宽叶滇韭 kuan ye dian jiu

Scientific classification
- Kingdom: Plantae
- Clade: Tracheophytes
- Clade: Angiosperms
- Clade: Monocots
- Order: Asparagales
- Family: Amaryllidaceae
- Subfamily: Allioideae
- Genus: Allium
- Species: A. rhynchogynum
- Binomial name: Allium rhynchogynum Diels
- Synonyms: Allium rynchophysum H.Lév.

= Allium rhynchogynum =

- Genus: Allium
- Species: rhynchogynum
- Authority: Diels
- Synonyms: Allium rynchophysum H.Lév.

Species of flowering plant

Allium rhynchogynum is a Chinese species of wild onion endemic to the Yunnan region in southern China. It grows at elevations of 2700–3200 m.

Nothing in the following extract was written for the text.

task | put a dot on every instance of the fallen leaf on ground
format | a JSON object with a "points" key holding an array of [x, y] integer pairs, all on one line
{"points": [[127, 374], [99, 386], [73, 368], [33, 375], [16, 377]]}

Allium rhynchogynum has scapes up to 25 cm long. Leaves are flat, sword-shaped, shorter than the scape, up to 10 mm wide. Umbels have only a few pink flowers.

== Description ==
The genus Allium, known for its herbaceous geophyte perennials, is characterized by true bulbs, often with an onion or garlic scent and flavour. These bulbs can be solitary or clustered, tunicate, and produce annually from the base or ends of rhizomes. Some species have tuberous roots. Leaves vary from one to 12, with linear or broad blades, either straight or coiled. Flowers, on scapes, exhibit six petal-like tepals in two whorls, one style, and six epipetalous stamens. Capsule fruits open longitudinally, containing black, rounded seeds. The inflorescences are umbels, subtended by fused spathe bracts. Some species form bulbils, and many are used as food, although some poisonous species exist.